The European Central Bank (ECB) left its key interest rate benchmark unchanged yesterday as its rate-setting council and ECB President Christine Lagarde take their time to make sure stubborn inflation is firmly under control before lowering rates again.
The decision leaves the deposit rate at 3.75 percent, where it has stood after a single quarter-point cut rate at the previous meeting on June 6.
That means home buyers and businesses hoping for lower interest rates in Europe are going to have to wait at least until the bank’s September meeting for more affordable credit — and possibly even longer than that.
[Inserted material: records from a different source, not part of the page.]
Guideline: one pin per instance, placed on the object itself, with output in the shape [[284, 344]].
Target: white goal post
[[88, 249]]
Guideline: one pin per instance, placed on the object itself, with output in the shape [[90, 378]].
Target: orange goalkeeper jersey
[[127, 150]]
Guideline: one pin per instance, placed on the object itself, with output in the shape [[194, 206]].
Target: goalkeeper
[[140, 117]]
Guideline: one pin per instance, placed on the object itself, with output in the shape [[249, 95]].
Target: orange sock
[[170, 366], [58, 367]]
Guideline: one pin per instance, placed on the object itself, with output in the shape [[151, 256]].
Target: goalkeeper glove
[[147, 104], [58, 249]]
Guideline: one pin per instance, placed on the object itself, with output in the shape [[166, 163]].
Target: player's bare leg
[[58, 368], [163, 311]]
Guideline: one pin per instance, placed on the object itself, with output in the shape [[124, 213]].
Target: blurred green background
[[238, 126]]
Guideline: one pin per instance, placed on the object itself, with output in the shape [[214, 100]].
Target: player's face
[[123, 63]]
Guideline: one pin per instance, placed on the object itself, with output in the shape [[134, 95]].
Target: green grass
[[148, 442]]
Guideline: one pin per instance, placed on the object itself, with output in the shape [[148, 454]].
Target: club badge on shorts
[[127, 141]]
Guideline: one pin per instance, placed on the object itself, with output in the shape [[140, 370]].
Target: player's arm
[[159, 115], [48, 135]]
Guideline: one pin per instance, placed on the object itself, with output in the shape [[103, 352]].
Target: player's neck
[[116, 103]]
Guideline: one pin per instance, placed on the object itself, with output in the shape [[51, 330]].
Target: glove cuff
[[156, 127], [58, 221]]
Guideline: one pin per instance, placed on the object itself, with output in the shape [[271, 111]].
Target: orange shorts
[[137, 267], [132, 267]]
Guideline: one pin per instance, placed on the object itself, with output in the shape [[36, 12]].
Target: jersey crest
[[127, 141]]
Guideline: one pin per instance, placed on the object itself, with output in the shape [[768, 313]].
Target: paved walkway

Photo: Alex Kraus, Bloomberg
Lagarde would not commit to a rate cut even at the Sept. 12 meeting, saying that “the question of September and what do we do in September, is wide open and will be determined on the basis of all the data that we will be receiving” ahead of the meeting.
Lagarde was asked at her post-decision news conference about the potential impact of higher US tariffs on imports if former US president Donald Trump returns as president in the November election. “I’m not going to speculate on political developments,” she said.
“Of course, we have to take into account the consequences of, for instance, the increase in tariffs or policies that are determined, outside of the euro area by any country with which we have either strong trade or financial links.” she said.
She added that “obviously, given the size of the US financial markets in particular, the developments taking place in the United States will be very carefully assessed to see what consequences it might have on the European Union and on the euro area in particular.”
The ECB’s stance for now resembles that of the US Federal Reserve, which is expected to hold off lowering rates at its next meeting on July 30-31, though the Fed appears closer to cutting rates after that than is the ECB.
Inflation in the eurozone has fallen from a peak of 11.6 percent in October 2022 to 2.5 percent last month, slowly approaching the ECB’s goal of 2 percent considered best for the economy. But the last mile has been tough. Inflation figure has been stuck between 2 percent and 3 percent for months.
Workers have been negotiating higher wages to make up for lost purchasing power during the inflation spike and annual price increases remain too high at 4.1 percent last month in the crucial services sector.
Meanwhile, higher rates have slowed growth, which is in short supply in the eurozone, with GDP growing a tepid 0.3 in the first three months of the year after months of stagnation around zero.
The anti-inflation campaign has killed off a years-long rally in eurozone house prices, as mortgage costs weigh on home sales. Several eurozone countries including Spain and Ireland have large numbers of people with adjustable-rate mortgages who have faced sticker shock when looking at their monthly payments. Financing costs have also risen for renewable energy projects such as wind turbines, a key part of the EU’s effort to reduce greenhouse gas emissions.
However, the ECB can point to a strong jobs market with low unemployment as a sign that higher rates are not sending the economy into a recession.